The Pre-Baked AI Solution: Hope or Hype?
The promise for SMBs is that AI will become more “pre-baked” .

This approach has some promise: for things like phone answering, simple order dispatch, that there’ll be a whole whole bunch of pre-anned, pre-baked, this is how it works, Mr. SMB. Just turn it on and you two can sound like a big call. So I’m I’m optimistic. It won’t be trained on a company by company level, but I think it will deliver big ass value.
But we need to be realistic about the limitations. Pre-baked solutions work for:
- Standard workflows (customer service, basic automation)
- Common use cases (email marketing, scheduling)

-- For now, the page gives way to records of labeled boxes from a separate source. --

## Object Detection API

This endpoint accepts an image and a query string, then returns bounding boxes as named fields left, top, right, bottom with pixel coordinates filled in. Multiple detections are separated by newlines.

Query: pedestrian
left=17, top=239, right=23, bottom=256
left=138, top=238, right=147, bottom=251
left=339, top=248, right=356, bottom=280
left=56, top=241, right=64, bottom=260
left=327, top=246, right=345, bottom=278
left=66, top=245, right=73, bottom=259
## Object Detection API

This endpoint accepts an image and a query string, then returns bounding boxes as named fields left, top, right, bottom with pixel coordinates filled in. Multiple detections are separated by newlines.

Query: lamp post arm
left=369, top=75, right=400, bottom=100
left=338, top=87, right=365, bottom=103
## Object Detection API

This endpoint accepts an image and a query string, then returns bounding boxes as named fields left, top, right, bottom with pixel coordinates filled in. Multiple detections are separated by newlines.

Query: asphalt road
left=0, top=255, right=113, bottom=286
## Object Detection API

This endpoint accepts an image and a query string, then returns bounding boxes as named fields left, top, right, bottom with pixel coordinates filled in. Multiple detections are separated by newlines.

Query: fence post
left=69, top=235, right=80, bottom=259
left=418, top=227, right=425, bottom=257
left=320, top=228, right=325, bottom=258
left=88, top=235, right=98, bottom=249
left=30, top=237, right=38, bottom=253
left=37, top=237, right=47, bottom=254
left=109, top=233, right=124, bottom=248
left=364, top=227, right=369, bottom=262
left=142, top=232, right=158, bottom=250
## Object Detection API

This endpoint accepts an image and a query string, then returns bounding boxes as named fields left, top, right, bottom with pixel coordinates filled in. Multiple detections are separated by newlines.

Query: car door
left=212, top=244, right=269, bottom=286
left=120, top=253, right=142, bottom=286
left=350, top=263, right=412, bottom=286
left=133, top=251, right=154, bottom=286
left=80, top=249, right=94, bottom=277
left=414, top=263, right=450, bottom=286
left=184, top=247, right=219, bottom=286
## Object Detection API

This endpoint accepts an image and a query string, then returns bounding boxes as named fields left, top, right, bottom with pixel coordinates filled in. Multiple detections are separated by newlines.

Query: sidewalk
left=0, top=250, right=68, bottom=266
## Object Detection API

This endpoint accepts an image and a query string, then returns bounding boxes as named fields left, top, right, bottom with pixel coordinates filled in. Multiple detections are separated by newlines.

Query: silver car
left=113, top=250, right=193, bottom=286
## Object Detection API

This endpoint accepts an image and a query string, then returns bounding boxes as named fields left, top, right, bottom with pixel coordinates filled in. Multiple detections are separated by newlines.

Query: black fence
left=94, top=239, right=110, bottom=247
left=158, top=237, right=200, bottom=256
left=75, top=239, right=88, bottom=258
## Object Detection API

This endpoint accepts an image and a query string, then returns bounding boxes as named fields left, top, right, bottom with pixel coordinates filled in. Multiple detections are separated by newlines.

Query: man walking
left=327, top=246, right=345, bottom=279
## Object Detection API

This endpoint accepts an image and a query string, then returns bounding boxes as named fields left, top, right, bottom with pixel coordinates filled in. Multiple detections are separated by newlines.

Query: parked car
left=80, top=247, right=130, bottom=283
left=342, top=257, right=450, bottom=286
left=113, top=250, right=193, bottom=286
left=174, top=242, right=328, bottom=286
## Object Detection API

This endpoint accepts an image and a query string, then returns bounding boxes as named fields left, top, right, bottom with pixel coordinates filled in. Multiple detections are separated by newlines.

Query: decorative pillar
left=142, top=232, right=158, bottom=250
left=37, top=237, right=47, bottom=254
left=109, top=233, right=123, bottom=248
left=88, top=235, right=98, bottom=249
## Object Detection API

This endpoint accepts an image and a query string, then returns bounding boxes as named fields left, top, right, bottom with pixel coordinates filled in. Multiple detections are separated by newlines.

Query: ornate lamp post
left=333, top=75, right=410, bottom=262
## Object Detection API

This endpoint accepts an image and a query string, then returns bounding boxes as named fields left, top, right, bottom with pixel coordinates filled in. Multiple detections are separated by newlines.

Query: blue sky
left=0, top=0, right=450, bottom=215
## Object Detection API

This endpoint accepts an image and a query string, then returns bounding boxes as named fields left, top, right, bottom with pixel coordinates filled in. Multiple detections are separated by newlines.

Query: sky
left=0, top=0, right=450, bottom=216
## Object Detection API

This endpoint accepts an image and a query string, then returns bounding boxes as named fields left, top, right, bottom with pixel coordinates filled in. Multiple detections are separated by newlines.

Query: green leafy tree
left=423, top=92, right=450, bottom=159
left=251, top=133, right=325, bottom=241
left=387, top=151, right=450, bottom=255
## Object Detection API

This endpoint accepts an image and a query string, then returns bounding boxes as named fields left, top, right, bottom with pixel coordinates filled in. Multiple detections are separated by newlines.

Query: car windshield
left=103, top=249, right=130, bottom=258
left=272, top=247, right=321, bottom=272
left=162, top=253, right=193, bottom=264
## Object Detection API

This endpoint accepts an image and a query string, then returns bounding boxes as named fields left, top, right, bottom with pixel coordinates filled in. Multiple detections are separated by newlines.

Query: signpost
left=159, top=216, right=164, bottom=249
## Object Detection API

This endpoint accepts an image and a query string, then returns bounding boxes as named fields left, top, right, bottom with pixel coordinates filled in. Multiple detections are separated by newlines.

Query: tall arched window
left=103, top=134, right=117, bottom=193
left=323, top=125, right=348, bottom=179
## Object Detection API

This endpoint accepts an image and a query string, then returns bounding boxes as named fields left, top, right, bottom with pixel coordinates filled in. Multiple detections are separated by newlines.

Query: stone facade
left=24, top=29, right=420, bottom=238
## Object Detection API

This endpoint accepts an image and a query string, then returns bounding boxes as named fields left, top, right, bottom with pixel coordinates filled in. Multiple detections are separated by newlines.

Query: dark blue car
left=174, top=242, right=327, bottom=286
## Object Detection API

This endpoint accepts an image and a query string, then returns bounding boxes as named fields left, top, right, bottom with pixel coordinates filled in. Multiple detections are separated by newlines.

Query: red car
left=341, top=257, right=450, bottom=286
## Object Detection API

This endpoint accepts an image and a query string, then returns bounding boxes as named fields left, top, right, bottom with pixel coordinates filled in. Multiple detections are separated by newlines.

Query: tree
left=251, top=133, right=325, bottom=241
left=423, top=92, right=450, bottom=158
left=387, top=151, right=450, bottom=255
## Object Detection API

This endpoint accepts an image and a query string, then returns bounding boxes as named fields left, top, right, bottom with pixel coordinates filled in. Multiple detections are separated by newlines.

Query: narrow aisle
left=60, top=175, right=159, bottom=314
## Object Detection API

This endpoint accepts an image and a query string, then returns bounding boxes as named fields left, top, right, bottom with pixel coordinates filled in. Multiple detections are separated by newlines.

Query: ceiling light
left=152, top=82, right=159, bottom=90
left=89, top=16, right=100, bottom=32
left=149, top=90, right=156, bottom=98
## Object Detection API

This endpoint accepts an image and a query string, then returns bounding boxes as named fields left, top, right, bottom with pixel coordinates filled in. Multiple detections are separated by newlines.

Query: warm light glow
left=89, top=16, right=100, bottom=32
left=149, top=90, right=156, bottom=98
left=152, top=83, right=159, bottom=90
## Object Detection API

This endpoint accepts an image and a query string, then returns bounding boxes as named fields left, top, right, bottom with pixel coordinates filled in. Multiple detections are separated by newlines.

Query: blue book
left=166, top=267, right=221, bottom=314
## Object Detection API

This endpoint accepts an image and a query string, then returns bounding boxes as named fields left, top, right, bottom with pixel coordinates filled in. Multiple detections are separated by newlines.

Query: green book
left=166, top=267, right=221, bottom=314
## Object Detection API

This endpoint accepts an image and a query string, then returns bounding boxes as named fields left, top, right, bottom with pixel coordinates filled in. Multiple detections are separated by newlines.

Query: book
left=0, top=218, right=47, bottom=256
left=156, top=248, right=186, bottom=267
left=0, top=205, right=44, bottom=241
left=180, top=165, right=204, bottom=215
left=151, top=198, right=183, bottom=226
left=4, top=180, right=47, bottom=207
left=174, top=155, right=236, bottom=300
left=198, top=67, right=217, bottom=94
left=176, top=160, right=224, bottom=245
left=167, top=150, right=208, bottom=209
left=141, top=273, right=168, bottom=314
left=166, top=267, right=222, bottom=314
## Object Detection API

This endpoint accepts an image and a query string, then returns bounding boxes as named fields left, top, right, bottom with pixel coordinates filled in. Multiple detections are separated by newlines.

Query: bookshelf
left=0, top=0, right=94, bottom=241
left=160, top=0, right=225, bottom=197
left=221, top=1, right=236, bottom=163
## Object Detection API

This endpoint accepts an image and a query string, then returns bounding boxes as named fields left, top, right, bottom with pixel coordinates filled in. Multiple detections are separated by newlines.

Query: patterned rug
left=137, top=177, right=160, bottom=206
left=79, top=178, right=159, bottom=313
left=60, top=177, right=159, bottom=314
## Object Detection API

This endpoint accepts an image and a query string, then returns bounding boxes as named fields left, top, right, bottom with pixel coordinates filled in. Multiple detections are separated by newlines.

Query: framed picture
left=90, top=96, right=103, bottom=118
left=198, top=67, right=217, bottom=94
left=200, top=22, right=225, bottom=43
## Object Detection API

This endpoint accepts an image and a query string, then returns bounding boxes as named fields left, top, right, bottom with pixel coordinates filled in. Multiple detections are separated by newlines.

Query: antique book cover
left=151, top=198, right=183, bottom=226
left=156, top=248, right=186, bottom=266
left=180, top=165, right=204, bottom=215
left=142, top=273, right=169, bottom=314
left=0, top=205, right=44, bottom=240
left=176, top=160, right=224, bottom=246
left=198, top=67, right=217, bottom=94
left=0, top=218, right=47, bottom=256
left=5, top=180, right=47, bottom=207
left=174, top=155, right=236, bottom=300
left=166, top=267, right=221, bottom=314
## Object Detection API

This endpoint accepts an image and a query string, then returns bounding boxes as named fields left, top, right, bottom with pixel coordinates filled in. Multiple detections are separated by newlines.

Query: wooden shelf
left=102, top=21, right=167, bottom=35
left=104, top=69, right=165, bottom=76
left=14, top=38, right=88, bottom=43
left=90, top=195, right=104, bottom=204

- Generic integrations (CRM, accounting software)
They struggle with:
- Custom business processes
- Industry-specific requirements
- Complex data integrations
- Unique competitive advantages
What This Means for the Market
The FDE model is creating a two-tiered AI economy:
Tier 1: Enterprise (The FDE Advantage)
- Custom AI implementations
- Embedded engineering support
- Business-specific training and optimization
- Competitive moats through deep integration
- Higher success rates and ROI
Tier 2: SMB (The Self-Service Reality)
- Pre-packaged solutions
- Self-implementation with documentation
- Generic training and support
- Lower barriers to entry but also lower differentiation
- Higher failure rates but lower costs
The question is whether this gap will narrow or widen. As copilots and agents that generate bespoke software become more ingrained in daily workflows, many startups will need to embrace a more tailored approach or face the prospect of a customer churning to build something themselves.
The Bottom Line for Founders
If you’re building AI for enterprise, FDEs aren’t optional — they’re table stakes. The more durable and integrated models consistently have some form of hands-on support, such as a forward deployed or solutions engineer.
But if SMBs are your target market, you need a different playbook:
For SMB-focused AI startups:
- Design for self-implementation from day one
- Create industry-specific templates rather than custom builds
- Invest heavily in onboarding UX and automated training
- Build community-driven support instead of 1:1 relationships
For enterprises considering the FDE model:
- Budget for the real costs — it’s not just salary
- Commit fully or don’t do it at all
- Measure business outcomes, not technical metrics
- Plan for scaling beyond individual deployments
The Forward Deployed Engineer isn’t just a job title — it’s a strategic choice about how you deliver AI value. Make sure you’re choosing the right model for your market reality.